Hapag-Lloyd Container-Schiff im Hamburger Hafen

Prognose erhöht Hapag-Lloyd kennt keine Corona-Krise

Stand: 15.10.2020, 11:55 Uhr

In Pandemie-Zeiten gibt es auch positive Nachrichten: Die Reederei Hapag-Lloyd berichtet über ein starkes drittes Quartal und hohe Nachfrage. Das Management traut sich jetzt auch für das Gesamtjahr mehr zu.

Die Reederei hat im dritten Quartal besser abgeschnitten als erwartet und ihre Jahresziele erhöht. Der Vorstand peilt 2020 nun ein operatives Ergebnis vor Zinsen, Steuern und Abschreibungen (Ebitda) von 2,4 bis 2,6 Milliarden Euro an statt von 1,7 bis 2,2 Milliarden.

Im dritten Quartal stieg das Ebitda nach ersten Berechnungen auf rund 650 Millionen Euro.
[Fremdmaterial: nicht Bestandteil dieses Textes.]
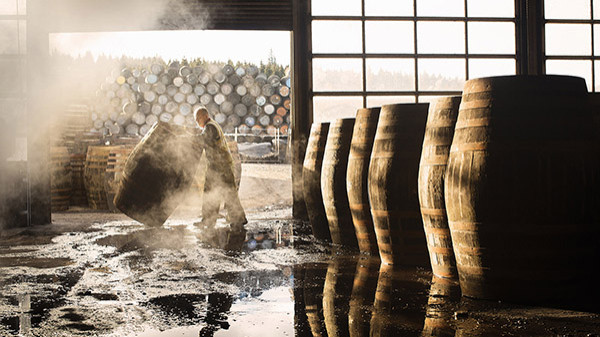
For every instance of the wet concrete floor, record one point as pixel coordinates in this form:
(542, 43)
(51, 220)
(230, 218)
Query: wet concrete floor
(101, 274)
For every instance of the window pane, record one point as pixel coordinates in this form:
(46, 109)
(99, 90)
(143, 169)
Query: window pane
(491, 37)
(597, 74)
(22, 7)
(337, 37)
(8, 37)
(441, 74)
(8, 7)
(327, 109)
(580, 68)
(11, 77)
(336, 7)
(22, 37)
(568, 39)
(596, 40)
(389, 8)
(441, 8)
(441, 37)
(491, 8)
(337, 74)
(374, 101)
(567, 9)
(389, 37)
(390, 74)
(491, 67)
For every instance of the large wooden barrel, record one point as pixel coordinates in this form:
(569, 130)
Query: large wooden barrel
(393, 175)
(60, 178)
(333, 183)
(237, 161)
(78, 194)
(400, 300)
(336, 295)
(432, 170)
(114, 170)
(158, 173)
(94, 176)
(313, 298)
(521, 190)
(357, 179)
(443, 295)
(363, 294)
(311, 180)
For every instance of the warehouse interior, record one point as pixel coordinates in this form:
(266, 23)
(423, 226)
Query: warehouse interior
(309, 134)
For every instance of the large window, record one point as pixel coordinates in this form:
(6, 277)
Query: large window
(572, 30)
(373, 52)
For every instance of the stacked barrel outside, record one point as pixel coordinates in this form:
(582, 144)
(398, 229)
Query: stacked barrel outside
(357, 179)
(521, 190)
(60, 178)
(432, 169)
(311, 179)
(393, 175)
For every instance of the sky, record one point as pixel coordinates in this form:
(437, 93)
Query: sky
(251, 46)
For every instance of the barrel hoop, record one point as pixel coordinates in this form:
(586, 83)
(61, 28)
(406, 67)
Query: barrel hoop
(403, 213)
(359, 207)
(475, 146)
(437, 231)
(441, 123)
(433, 211)
(473, 123)
(434, 161)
Im Vorjahr waren es noch 554 Millionen gewesen. Haupttreiber seien eine deutlich höhere Nachfrage und ein striktes Kostenmanagement. "Wir haben ein starkes drittes Quartal mit einer hohen Nachfrage erlebt, insbesondere für Exporte aus Asien", erklärte Konzernchef Rolf Habben Jansen.
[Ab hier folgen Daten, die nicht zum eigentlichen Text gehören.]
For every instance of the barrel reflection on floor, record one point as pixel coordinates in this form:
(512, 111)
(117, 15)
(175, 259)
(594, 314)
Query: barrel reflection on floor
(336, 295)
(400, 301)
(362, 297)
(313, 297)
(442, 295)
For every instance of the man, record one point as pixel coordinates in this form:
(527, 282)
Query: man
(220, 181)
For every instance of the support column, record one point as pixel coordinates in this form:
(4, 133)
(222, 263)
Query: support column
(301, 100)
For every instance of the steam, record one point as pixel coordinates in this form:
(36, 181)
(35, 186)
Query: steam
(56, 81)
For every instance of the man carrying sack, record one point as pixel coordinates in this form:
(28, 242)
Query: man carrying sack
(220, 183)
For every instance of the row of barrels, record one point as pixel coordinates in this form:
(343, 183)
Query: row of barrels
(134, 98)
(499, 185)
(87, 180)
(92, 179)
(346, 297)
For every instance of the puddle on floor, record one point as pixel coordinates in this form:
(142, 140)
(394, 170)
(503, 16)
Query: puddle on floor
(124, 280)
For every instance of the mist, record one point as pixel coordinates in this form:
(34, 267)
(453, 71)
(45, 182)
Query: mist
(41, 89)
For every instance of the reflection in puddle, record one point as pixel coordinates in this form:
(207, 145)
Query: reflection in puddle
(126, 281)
Signifikante Prognoseerhöhung

Das operative Ergebnis (Ebit) stieg vorläufigen Zahlen zufolge von 643 Millionen Euro im Vorjahr auf rund 850 Millionen. Hier peilt die Reederei für das Gesamtjahr nun eine Summe zwischen 1,1 und 1,3 Milliarden Euro an. Das wäre ein Drittel mehr als im Vorjahr. Zuvor lag die Spanne zwischen 0,5 - 1,0 Milliarden.

Trotz der erhöhten Gewinnprognose betrachtet die Konzernführung die Risiken durch die Covid-19-Pandemie und deren wirtschaftliche Folgen jedoch weiterhin als hoch. Daher sei auch die neue Gewinnprognose mit hohen Unsicherheiten behaftet, hieß es. Die finalen Geschäftszahlen für die ersten neun Monate 2020 werden am 13. November 2020 veröffentlicht.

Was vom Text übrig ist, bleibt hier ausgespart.